Stand der Forschung:

Die bisherige archäologische Forschung (ein Überblick: Petersen 2010; Буйских 2013; Fornasier 2016) konzentrierte sich auf das eigentliche Kernstadtgebiet Olbias, das bereits im 6. Jh. v. Chr. siedlungstechnisch eine Fläche von 16,5 ha umfasst – ein Faktum, das nach Ansicht der Ausgräber (Vinogradov/Kryžickij 1995) auf eine Einwohnerzahl von mindestens 2.000 Personen verweist. In klassischer Zeit wächst die Siedlungsfläche dann, unter Berücksichtigung der heute z. T. unter Wasser liegenden Areale der Unterstadt, auf 44–47 ha an.

 
Olbia. Areal der ab klassischer Zeit besiedelten Unterstadt. Blick von der Oberstadt
nach Norden (Foto Fornasier, 2014).

Literarisch ist spätestens für die Mitte des 5. Jhs. v. Chr. ein Fortifikationssystem erwähnt (Hdt. IV 78).
Wie in fast allen nordpontischen Städten nachweisbar, nutzten die Bewohner Olbias zunächst halb oder ganz in den Boden eingetiefte Wohnbauten (Grubenhäuser), deren temporäre und gleichzeitig ressourcensparende Konstruktion vorderhand alle dringenden Bedürfnisse einer ersten Unterbringung bediente und zeitgleich ein schrittweises Vordringen in den neu erschlossenen Raum ermöglichte (Fornasier 2009; Буйских 2013; Fornasier 2016).
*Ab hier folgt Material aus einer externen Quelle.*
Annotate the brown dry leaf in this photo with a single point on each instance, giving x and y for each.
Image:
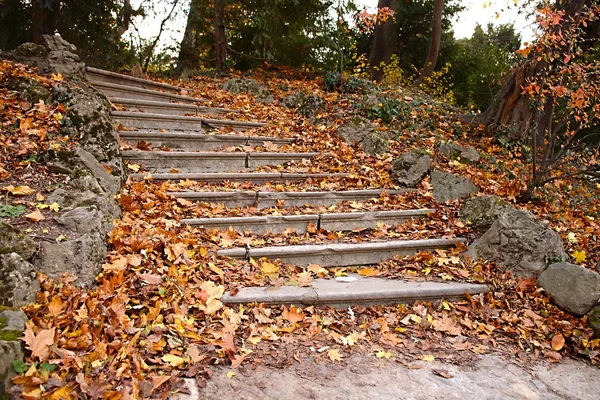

Olbia. Kernstadt. Grubenhausstrukturen archaischer Zeit. Rekonstruktionszeichnung
(nach Vinogradov/Kryžickij 1995 Abb. 10).

Ab der Wende zum 5. Jh. v. Chr. ist die Wohnbebauung dann charakterisiert durch überwiegend einstöckige Häuser, die vielfach eine Unterkellerung aufweisen und offensichtlich blockartig angeordnet sind. Ihre Wände aus Lehmziegeln gründen auf Steinfundamenten, die Räume der größeren Komplexe sind um einen zentralen Hof gruppiert, die Dächer hatten vielfach eine Ziegelabdeckung. Die Fläche der einzelnen Hausanlagen ist sehr unterschiedlich und schwankt zwischen 25 m2 und 80 m2. Ein weit verzweigtes Straßensystem gliedert das Kernstadtareal, wobei die Hauptverkehrsachse mit einer Breite von bis zu 10 m Nord-Süd ausgerichtet ist. Von ihr zweigen Straßenzüge und Gassen mit einer variierenden Breite von 0,9–4,5 m ab (Крыжицкий u. a. 1999). Ein flächendeckendes, rechteckiges Planungssystem lässt sich für Olbias Kernstadt in klassischer Zeit jedoch nicht belegen. Insgesamt ist also dank der jahrzehntelangen Forschungen im intra muros gelegenen Siedlungsareal die städtebauliche Entwicklungsgeschichte der Kernstadt Olbias in vielen Bereichen überzeugend rekonstruiert.
Anders ist die Situation hingegen in der Vorstadt: bislang standen nur wenige wissenschaftliche Informationen zur Genese, Größe oder Gliederung zur Verfügung.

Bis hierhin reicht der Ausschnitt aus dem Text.